I dati sul commercio di Istat

Secondi gli ultimi dati forniti da Istat, rispetto a gennaio 2017 (dati destagionalizzati), le vendite di prodotti alimentari registrano una flessione dell’1,1% in valore e del 2,0% in volume; per i beni non alimentari, si osserva un lieve aumento dello 0,1% in valore e una variazione nulla in volume.

Nel trimestre dicembre 2016 – febbraio 2017 si registra una variazione congiunturale positiva per il valore del totale delle vendite (+0,3%), sintesi di un incremento dello 0,7% che ha riguardato le vendite di prodotti alimentari e di una variazione nulla rilevata per le vendite di prodotti non alimentari.
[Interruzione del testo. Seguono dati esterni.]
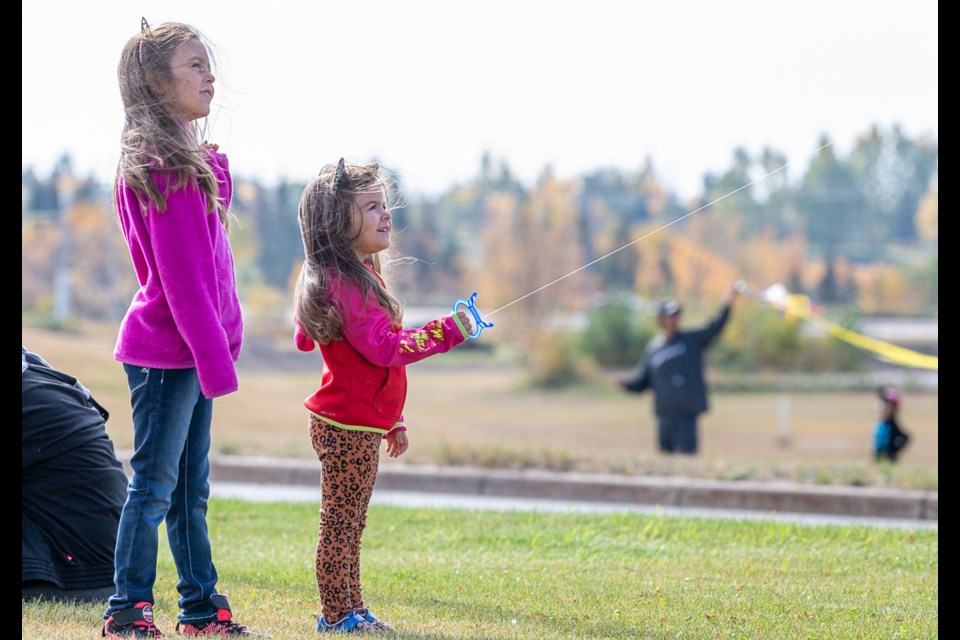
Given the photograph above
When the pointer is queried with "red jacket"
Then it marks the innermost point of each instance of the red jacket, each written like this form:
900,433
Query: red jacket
364,381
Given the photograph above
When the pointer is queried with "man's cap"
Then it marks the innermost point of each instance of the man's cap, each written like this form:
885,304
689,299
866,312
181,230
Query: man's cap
669,308
890,396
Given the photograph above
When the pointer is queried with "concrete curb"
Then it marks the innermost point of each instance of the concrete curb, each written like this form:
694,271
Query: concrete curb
668,492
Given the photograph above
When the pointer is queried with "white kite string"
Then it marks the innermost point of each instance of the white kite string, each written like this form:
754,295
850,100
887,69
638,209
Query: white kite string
633,242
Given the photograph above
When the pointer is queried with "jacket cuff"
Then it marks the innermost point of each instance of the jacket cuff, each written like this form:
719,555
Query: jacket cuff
463,331
396,429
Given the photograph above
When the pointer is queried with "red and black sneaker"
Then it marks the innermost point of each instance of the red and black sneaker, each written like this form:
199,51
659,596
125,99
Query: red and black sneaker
222,625
135,622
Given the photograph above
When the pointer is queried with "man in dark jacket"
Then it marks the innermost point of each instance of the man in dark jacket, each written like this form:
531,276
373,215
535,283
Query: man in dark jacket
72,487
673,367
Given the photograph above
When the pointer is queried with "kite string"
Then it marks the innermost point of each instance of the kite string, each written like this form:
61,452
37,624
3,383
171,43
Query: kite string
683,217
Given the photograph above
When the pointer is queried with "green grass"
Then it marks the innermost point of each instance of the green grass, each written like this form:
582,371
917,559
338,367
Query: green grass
443,573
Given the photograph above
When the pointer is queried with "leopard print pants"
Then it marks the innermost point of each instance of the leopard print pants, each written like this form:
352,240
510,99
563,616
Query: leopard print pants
349,461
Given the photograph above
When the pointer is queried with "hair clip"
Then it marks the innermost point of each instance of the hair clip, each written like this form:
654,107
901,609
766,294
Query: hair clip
338,176
144,32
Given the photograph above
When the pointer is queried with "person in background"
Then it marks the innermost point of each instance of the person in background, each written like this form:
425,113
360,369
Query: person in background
672,366
72,487
889,438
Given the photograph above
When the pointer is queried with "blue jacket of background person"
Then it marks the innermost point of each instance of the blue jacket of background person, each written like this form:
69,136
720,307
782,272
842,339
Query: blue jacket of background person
674,369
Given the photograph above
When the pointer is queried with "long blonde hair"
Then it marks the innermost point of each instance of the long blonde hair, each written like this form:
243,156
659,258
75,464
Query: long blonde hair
155,138
326,214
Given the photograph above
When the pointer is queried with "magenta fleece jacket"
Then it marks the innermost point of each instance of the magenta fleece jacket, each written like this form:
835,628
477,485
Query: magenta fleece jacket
186,313
363,385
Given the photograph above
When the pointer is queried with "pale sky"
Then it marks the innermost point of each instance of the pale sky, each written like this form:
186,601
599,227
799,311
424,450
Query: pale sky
426,87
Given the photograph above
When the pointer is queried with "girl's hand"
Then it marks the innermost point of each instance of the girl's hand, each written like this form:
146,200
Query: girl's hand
397,443
466,319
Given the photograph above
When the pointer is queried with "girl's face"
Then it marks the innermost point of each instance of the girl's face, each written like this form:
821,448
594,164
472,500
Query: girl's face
192,80
371,224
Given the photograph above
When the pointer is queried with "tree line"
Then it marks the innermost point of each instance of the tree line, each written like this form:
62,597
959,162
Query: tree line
856,231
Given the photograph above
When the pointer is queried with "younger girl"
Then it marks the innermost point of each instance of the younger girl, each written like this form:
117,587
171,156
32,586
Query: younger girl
182,332
342,303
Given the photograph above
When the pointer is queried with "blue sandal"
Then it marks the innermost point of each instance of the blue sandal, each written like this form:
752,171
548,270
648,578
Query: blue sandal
350,623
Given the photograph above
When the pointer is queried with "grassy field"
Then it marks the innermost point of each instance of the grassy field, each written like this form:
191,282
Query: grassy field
445,574
472,408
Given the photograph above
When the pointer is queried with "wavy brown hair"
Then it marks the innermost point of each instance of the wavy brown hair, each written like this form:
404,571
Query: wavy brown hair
326,215
155,138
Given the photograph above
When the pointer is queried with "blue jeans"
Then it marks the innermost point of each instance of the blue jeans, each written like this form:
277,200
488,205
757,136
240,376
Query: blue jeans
171,436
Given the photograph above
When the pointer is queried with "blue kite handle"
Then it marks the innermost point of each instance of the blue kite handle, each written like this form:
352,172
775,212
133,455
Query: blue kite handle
472,308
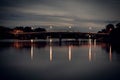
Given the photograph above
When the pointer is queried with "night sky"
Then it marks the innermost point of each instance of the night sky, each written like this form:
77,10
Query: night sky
76,13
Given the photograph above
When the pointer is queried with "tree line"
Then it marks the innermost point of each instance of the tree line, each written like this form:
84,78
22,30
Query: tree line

Con riferimento allo stesso periodo, il volume del totale delle vendite mostra una variazione negativa dello 0,2%, che risulta da una flessione dello 0,7% per le vendite di prodotti alimentari e, anche in questo caso, da una variazione nulla per i prodotti non alimentari.

FORMA DISTRIBUTIVA – Rispetto a febbraio 2016 il valore delle vendite al dettaglio diminuisce sia per la grande distribuzione (-1,0%), sia per le imprese operanti su piccole superfici (-1,1%). Nella grande distribuzione le vendite registrano variazioni negative in entrambi i settori merceologici: -1,2% per i prodotti alimentari e -0,8% per quelli non alimentari. Anche i dati relativi alle imprese operanti su piccole superfici hanno mostrato risultati simili, registrando un calo dell’1,4% per i prodotti alimentari e dell’1,1% per quelli non alimentari. Con riferimento alla tipologia di esercizio della grande distribuzione, a febbraio 2017 il valore delle vendite al dettaglio segna una diminuzione dell’1,2% per gli esercizi non specializzati e un incremento dello 0,3% per quelli specializzati. Tra i primi, diminuisce il valore delle vendite sia degli esercizi a prevalenza alimentare (-1,2%) sia degli esercizi a prevalenza non alimentare (-0,5%). In particolare, per gli esercizi non specializzati a prevalenza alimentare, si rileva una flessione generalizzata del valore delle vendite che si attesta all’1,1% per i Supermercati, all’1,2% per i Discount, e all’1,5% per gli Ipermercati.

VARIAZIONE TENDENZIALE – Con riferimento alla variazione tendenziale del totale registrata nel mese di febbraio 2017, risulta negativo il contributo di entrambi i settori merceologici (-0,469 punti percentuali per i prodotti alimentari e -0,565 punti percentuali per i prodotti non alimentari). In modo analogo, è negativo il contributo per entrambe le forme distributive (-0,479 punti percentuali per la grande distribuzione e-0,555 punti percentuali per le imprese operanti su piccole superfici).